While when you had used password with just 6 characters, I would have somewhat harder time recovering those.
If you assume that attacker knows your file, your whole process is basically useless. There simply isn’t enough entropy in A, B and file selection. If you assume attacker doesn’t know your file then all you do is still useless, because you would be just as secure in getting first 256-bytes of that file (since you assume that this file is high-entropy, if it isn’t consistently high-entropy then you simply hash that file and end in same thing).
Also, one advantage of using passwords is that user himself choose how secure he is. If he uses 4-character password, it will be broken. If he uses 20-character password then there is good chance it will never be broken. With your scheme everyone who doesn’t have 20TB worth of storage for keys is limited to 4 characters of security (and with 20TB you won’t be much better).
TL;DR: Use established best practices. With your scheme you are arguably worse than with md5.
Also speaking of your scheme, it seems to come from world of “security by obscurity”. There is no point in using crc-16 to shorten your key. Scrypt returns high-entropy mixed key, which you can simply cut. But your scheme doesn’t spread entropy trough your returned key (which is terrible - you can know part of key with part of file). Also, you use scrypt to convert key to key, which is something pointless, since your key generation will take longer with longer file. So long in fact that user will get bored. Just imagine 60bytes file with A=0, B=1. It will take one minute to get key. You would be far better with just scrypting hash of whole file (you would still be able to configure scrypt time to something reasonable).

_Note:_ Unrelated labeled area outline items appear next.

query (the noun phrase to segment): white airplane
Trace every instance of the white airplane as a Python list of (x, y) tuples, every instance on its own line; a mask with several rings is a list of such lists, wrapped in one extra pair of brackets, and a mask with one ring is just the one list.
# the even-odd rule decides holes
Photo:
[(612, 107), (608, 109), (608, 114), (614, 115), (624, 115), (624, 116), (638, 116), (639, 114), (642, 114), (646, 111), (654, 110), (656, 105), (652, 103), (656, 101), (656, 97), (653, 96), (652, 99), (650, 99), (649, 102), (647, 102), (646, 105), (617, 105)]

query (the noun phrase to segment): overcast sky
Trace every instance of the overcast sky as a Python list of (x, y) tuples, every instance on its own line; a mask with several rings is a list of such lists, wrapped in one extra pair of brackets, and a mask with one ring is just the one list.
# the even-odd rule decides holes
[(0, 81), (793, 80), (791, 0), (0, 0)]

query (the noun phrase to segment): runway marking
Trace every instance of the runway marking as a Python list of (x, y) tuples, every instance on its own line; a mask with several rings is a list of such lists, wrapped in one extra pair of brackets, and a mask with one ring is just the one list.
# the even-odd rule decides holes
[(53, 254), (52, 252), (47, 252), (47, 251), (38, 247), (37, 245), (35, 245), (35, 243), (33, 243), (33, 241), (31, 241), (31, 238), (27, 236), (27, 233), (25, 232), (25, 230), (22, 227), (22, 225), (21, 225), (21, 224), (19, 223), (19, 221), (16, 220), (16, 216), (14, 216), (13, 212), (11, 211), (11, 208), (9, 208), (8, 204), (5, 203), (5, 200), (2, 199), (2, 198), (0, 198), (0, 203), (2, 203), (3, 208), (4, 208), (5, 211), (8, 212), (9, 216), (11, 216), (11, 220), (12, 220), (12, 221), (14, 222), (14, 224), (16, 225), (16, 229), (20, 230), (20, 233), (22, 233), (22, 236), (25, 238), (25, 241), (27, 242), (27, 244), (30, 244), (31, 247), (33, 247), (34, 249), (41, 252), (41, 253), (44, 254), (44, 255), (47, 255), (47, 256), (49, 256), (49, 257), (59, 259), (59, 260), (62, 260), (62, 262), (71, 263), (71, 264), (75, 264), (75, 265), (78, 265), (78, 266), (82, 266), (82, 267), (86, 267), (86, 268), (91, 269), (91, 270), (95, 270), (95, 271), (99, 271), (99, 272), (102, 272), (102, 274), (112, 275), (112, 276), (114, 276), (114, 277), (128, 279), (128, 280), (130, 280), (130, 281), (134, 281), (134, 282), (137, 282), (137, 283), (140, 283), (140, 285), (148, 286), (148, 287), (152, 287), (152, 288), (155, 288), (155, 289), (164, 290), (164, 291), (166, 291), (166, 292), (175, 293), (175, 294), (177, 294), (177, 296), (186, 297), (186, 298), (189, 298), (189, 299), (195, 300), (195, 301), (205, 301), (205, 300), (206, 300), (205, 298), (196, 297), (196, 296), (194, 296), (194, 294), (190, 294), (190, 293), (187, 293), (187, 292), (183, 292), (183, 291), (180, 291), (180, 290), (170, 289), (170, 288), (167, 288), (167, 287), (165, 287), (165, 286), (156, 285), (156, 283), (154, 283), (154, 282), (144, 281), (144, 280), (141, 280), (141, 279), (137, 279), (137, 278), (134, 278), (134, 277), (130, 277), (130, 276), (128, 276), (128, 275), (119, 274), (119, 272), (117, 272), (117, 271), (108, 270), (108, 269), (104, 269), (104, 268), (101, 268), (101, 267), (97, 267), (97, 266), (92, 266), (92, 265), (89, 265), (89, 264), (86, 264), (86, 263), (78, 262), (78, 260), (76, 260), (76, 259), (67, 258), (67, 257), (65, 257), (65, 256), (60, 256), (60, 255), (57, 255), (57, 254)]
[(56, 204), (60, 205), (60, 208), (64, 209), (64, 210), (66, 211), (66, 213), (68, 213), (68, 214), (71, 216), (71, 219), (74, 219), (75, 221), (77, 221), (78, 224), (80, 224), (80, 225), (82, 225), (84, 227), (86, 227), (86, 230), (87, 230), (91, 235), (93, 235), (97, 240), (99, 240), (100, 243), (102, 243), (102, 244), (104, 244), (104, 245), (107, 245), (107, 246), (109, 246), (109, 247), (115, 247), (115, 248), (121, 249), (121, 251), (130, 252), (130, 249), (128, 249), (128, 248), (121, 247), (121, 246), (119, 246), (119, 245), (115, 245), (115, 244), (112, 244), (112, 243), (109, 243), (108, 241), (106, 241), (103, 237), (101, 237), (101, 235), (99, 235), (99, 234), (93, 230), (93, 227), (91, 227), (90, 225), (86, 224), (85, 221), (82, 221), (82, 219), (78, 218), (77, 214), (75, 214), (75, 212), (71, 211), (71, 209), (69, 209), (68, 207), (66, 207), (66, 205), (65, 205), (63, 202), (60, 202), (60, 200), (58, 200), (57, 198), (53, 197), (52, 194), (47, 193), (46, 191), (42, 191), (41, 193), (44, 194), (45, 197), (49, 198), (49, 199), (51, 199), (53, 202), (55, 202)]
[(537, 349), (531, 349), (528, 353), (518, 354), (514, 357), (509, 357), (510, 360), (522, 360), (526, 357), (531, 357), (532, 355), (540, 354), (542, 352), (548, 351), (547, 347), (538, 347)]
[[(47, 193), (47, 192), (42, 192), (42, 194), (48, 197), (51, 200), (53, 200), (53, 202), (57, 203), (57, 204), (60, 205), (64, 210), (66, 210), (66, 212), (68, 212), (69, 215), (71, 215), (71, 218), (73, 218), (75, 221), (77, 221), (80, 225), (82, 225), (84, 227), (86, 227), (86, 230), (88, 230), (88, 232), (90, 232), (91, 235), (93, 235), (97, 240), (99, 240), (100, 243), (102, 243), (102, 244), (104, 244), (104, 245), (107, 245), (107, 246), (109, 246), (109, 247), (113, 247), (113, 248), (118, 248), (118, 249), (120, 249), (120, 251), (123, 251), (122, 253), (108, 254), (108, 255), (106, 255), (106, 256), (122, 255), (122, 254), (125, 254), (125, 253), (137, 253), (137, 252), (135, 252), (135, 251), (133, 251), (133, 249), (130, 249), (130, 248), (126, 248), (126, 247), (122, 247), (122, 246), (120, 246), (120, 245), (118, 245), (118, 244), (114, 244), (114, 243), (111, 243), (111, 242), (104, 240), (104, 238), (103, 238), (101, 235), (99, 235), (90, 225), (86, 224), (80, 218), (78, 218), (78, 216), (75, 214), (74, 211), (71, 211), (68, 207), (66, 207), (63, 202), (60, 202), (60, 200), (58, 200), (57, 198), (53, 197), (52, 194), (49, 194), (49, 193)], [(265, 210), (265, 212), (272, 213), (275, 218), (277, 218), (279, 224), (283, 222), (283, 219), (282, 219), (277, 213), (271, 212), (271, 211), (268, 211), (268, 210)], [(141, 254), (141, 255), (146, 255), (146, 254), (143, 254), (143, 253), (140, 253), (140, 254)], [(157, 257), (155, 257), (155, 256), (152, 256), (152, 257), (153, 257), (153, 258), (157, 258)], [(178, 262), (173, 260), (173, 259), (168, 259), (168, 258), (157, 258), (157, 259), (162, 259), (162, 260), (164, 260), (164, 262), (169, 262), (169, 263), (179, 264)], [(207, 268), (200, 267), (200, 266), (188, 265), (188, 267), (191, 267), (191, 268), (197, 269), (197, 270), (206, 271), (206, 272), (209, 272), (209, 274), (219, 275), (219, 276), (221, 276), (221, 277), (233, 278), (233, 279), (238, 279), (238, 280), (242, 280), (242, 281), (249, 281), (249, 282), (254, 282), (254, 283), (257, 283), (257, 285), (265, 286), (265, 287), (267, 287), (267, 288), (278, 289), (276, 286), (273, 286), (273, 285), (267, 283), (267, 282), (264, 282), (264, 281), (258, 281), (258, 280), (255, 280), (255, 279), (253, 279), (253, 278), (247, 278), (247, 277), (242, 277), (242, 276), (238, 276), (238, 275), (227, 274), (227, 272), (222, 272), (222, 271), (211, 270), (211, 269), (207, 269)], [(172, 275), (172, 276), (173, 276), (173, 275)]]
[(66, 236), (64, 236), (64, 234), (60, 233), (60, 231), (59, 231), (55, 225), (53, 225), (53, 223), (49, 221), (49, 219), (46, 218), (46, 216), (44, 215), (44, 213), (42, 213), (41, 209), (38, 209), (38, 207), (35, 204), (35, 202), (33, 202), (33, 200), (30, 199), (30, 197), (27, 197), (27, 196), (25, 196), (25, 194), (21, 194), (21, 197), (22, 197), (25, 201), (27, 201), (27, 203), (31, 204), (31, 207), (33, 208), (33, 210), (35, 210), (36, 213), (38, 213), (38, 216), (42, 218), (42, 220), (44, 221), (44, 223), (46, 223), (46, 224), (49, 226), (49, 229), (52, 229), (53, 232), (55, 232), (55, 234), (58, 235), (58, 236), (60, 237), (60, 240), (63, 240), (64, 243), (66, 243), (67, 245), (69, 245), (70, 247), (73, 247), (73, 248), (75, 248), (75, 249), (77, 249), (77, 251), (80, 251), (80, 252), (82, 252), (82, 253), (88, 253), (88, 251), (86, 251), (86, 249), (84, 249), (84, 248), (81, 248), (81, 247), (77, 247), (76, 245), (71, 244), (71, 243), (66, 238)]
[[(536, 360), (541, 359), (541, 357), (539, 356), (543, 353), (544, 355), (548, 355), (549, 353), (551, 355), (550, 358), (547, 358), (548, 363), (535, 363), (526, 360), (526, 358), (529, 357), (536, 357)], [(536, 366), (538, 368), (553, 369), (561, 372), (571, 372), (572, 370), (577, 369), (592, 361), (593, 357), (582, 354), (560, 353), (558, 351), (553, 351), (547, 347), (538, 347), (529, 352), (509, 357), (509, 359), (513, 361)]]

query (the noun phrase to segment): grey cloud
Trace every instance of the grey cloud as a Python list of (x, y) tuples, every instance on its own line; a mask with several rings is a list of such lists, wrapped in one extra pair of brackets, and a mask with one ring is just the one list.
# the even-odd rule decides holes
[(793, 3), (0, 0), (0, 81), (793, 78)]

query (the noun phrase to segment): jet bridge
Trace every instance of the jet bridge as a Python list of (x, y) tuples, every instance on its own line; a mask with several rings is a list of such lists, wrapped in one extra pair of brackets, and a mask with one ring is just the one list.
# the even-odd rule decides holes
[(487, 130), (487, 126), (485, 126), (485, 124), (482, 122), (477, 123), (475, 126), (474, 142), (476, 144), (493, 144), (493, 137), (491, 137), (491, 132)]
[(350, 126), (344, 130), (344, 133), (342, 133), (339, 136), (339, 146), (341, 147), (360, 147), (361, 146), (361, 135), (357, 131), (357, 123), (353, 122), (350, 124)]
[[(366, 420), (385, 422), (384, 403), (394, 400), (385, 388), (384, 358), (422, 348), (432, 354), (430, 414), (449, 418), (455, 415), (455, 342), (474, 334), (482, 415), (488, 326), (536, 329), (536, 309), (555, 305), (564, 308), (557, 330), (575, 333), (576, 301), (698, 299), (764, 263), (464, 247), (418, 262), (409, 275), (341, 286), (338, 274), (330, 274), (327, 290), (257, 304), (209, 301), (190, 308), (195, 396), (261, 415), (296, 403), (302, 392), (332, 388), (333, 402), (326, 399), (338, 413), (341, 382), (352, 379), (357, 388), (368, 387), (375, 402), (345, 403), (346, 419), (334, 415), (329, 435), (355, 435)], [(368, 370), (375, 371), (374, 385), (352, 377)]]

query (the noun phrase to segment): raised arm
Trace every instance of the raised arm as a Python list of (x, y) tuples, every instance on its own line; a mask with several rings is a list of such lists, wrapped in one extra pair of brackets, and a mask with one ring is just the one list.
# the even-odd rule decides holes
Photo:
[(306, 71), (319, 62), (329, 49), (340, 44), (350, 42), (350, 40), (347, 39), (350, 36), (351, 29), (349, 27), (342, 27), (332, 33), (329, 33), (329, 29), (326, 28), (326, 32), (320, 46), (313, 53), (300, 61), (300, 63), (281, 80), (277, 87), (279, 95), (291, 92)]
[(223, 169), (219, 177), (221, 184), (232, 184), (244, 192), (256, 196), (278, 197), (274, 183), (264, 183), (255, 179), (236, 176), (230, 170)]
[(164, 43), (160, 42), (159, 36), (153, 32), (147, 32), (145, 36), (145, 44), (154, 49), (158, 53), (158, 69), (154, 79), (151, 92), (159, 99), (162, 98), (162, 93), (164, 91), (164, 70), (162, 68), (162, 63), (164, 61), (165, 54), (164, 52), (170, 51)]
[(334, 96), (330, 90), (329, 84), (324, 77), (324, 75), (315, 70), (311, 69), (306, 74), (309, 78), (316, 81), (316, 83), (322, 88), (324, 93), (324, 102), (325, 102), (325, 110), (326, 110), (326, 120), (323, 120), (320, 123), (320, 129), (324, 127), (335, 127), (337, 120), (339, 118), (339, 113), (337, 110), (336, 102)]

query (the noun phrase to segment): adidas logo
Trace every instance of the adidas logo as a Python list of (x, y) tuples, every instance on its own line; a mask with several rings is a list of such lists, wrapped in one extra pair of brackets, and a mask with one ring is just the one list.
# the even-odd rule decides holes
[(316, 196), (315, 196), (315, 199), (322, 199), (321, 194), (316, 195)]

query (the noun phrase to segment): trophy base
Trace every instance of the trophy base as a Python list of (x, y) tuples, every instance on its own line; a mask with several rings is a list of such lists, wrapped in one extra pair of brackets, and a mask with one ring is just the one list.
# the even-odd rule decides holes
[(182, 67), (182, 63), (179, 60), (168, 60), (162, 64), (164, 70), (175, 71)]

It seems you are mainly after two-factor authentication. In that case: perform scrypt (or any other password hashing scheme) and use the resulting symmetric key to wrap a pre-generated private key. Now you can store that private key on USB. Alternatively you could use a smart card or USB HSM.
Now you can authenticate using the private key instead of a passphrase. If private key authentication is not possible you could also encrypt a passphrase (making sure you do not leak the size of the pass-phrase).
PGP would come to mind as it encrypts your private key as described for file encryption. For transport security SSH can do something similar as well.